To combine the strengths of kNN and Weibull methods for wall-to-wall stand attributes imputation across large regions, it is possible to integrate Weibull parameters estimated from field plots with the stand attributes imputed from kNN [25]. Therefore, our objective in this study was to develop a framework to estimate tree-lists based on limited forest inventory tree-lists data by integrating a parametric Weibull density function with stand attributes imputed by the kNN method. We further tested and assessed this framework and estimated wall-to-wall tree-lists at 250 m spatial resolution in the boreal forests of China. Our study provides a practical approach to estimating tree-lists over large areas where open-source forest inventory data are lacking.

2. Materials and Methods

2.1. Study Area

Our study area was located in the Great Xing’an Mountains in China, which is a typical southern boreal forest area with elevations varying from 139 to 1511 m (121°12′–127°00′ E, 50°10′–53°33′ N) (Figure 1). This area has a cold temperate continental monsoon climate with average annual temperature varying from 1 °C at its southern extremes to −6 °C at its northern extremes, and precipitation varying from 442 mm in the south to 240 mm in the north. More than 60% of the annual precipitation falls in the summer season from June to August [26]. The slope of our study area is relatively gentle, with 80% of the area less than 15°. Most of the landscape is mainly dominated by cool temperate coniferous forests. The main boreal conifer tree species is Dahurian larch (Larix gmelinii (Rupr.) Kuzen, hereafter “larch”), which are usually found in cool moist sites. The broadleaf tree species mainly include white birch (Betula platyphylla Suk.) and aspen (Populus davidiana Dode), and occupy drier, well-drained sites of the area [27]. Other tree species, such as Korean spruce (Picea koraiensis Nakai, hereafter “spruce”), Asian black birch (Betula davurica Pall., hereafter “black birch”), Mongolian Scots pine (Pinus sylvestris var. mongolica Litv., hereafter “pine”), willow (Chosenia arbutifolia (Pall.) A. Skv.), Mongolian oak (Quercus mongolica Fisch. ex Ledeb.), and a shrub species (Pinus pumila (Pall.) Regel), are interspersed with larch forests and have a small area of distribution [28]. Black birch and Mongolian oak were mainly distributed in the southern part of the study area, whereas pine was distributed in the northern part. Young and middle-aged forests comprised the main part of the forest landscapes, with the exception of the conservation area due to long-term logging and fire disturbance. The forest structures varied due to frequent disturbance and large spatial variation in climate and terrain.

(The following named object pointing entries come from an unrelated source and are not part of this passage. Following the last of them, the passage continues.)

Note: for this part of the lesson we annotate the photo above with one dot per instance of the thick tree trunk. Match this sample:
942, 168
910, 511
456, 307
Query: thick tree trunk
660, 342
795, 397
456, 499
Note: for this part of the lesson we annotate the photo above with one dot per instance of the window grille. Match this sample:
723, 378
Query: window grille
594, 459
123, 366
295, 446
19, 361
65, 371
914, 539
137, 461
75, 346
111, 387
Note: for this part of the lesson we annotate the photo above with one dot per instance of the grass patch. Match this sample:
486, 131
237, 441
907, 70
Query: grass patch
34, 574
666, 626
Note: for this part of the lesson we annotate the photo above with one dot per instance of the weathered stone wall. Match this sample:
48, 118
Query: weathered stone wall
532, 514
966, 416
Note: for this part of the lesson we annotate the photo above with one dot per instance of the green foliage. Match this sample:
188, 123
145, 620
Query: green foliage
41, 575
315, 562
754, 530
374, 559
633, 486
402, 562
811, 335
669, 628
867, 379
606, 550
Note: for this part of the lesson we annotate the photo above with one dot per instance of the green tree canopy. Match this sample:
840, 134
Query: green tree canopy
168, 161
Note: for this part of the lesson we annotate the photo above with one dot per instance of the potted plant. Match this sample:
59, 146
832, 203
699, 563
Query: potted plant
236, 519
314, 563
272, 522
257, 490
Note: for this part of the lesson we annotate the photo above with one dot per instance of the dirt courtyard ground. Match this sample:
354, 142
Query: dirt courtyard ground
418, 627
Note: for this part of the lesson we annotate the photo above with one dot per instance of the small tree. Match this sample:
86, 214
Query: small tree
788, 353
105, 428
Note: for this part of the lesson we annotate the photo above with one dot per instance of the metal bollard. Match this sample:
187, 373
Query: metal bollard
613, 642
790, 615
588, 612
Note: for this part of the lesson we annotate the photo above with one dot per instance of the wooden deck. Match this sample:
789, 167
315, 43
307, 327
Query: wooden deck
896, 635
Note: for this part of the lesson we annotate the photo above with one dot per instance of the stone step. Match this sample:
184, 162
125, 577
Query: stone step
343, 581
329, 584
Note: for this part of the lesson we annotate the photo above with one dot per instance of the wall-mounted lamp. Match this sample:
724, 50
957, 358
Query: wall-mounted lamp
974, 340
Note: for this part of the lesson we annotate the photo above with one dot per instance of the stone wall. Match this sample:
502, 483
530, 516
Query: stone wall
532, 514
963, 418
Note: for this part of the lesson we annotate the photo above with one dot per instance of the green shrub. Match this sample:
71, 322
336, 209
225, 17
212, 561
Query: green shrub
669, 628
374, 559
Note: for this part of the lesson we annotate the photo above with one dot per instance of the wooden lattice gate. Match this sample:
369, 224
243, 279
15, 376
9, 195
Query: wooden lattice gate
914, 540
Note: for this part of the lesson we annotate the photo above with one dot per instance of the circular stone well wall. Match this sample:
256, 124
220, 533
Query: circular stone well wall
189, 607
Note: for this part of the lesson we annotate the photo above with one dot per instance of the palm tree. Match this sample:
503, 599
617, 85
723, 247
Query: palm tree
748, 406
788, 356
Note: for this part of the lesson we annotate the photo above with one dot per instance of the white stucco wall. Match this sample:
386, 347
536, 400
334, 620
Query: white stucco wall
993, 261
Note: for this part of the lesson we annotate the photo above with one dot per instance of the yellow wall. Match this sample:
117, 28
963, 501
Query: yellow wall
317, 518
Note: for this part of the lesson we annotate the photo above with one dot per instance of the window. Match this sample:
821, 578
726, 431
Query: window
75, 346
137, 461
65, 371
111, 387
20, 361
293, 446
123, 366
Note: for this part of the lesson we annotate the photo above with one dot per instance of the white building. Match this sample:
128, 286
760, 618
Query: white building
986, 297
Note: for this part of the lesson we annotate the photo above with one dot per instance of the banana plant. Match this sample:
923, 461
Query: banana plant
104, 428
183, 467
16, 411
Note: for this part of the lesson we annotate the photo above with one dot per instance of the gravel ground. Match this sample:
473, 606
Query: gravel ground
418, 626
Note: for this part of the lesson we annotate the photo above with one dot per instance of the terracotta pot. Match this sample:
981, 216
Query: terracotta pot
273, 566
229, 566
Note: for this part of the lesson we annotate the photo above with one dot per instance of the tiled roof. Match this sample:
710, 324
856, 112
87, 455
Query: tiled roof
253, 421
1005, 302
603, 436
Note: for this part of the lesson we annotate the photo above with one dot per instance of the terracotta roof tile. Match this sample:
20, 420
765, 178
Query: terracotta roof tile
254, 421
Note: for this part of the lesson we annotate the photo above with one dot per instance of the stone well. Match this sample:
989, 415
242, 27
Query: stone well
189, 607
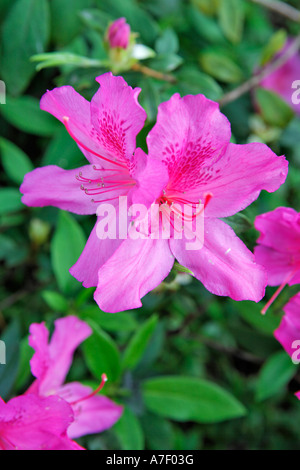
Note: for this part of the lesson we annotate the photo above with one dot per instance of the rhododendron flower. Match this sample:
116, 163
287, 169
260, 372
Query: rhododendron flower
278, 247
285, 80
288, 332
30, 422
118, 34
50, 365
191, 138
105, 131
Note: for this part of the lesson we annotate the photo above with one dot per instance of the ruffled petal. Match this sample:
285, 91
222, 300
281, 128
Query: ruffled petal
236, 180
51, 367
136, 268
224, 264
94, 415
53, 186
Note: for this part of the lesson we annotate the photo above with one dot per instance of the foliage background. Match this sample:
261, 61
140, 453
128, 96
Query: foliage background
182, 330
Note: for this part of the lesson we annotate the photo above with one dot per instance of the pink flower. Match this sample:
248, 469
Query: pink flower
30, 422
278, 247
105, 131
50, 365
282, 79
191, 138
289, 329
118, 34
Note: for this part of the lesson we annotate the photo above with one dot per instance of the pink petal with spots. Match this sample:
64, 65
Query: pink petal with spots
224, 265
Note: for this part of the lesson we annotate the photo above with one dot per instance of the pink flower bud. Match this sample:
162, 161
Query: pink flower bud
118, 34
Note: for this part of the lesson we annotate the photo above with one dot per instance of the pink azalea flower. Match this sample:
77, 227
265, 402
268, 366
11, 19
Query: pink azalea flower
30, 422
282, 79
191, 138
118, 34
278, 247
105, 131
289, 329
50, 365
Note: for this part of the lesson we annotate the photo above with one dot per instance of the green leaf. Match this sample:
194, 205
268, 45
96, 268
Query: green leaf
25, 32
15, 162
129, 431
25, 114
55, 300
101, 355
221, 66
275, 375
231, 19
8, 372
138, 343
274, 110
66, 247
190, 399
10, 200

2.2. Plot and Stand Inventory Data

Two types of forest inventory data were collected in this study. One was the limited plot inventory data with tree-lists, which were used to build the parameter estimation models of Weibull diameter distributions by species. The other were the stand inventory data without tree-lists, which were used to estimate the wall-to-wall stand attributes by the kNN imputation method.
The plot inventory data included a total of 212 plots, which were measured in Huzhong and Jiagedaqi forestry bureaus in 2011 (Figure 1). Among these plots, 191 plots were in the middle part of the study area and contained most tree species of the study area except Mongolian oak and black birch. Thus, we surveyed another 21 plots that included Mongolian oak and black birch located in the southern part of the study area. All plots were 20 m × 30 m. The diameter at breast height (DBH) for all trees larger than 5 cm was measured in each plot. We also recorded the GPS coordinates, slope, elevation, mean stand age, and mean height in each plot. We calculated the arithmetic mean DBH by species by dividing the sum of tree DBHs by the tree number of corresponding tree species.
Stand inventory data were collected from the China Forestry Science Data Center (CFSDC, http://www.cfsdc.org), which included 7635 stand polygons with relatively complete attributes from 1997 to 2001. These stand polygons ranged from a few hectares to dozens of hectares. Within each stand polygon, stand characteristics such as stand DBH, height, age, tree species composition (volume proportion), and the stand volume density were recorded in accordance with Chinese inventory requirements for forest management planning and design [29]. Stand DBH is the DBH of the trees with the mean basal area of the stand. It is different from mean arithmetic mean DBH. The detailed information about polygon stand inventory data can be found in Zhang et al. [30].

2.3. Predictor Variables

Forest stand characteristics can be characterized by the reflectance values of satellite images and influenced by environment factors. In this study, Moderate Resolution Imaging Spectroradiometer (MODIS) satellite image variables and environment variables were selected as predictor variables to estimate wall-to-wall stand attributes (e.g., stand mean DBH, height, and age). The detailed lists of predictor variables can be found in Zhang et al. [30]. MODIS variables included seven MODIS monthly composite surface reflectance bands and several vegetation indices correlated with vegetation characteristics in June of 2000. Environment variables in this study included climate variables, topographic variables, and location variables. Climate variables included mean annual precipitation and temperature between 1982 and 2009, (raster layers with a 1 km spatial resolution), which were generated by interpolating data from the National Meteorological Center of China by Mao et al. [31]. Topographic variables including elevation, slope, and cosine of aspect (COSASP) were derived from the Shuttle Radar Topography Mission digital elevation model (SRTMDEM, 90 m spatial resolution). SRTMDEM was downloaded from the International Scientific and Technical Data Mirror Site, Computer Network Information Center, Chinese Academy of Sciences (http://www.gscloud.cn/). All the predictor variables except for topographic variables were resampled to 250 m pixel resolution using nearest neighbor method.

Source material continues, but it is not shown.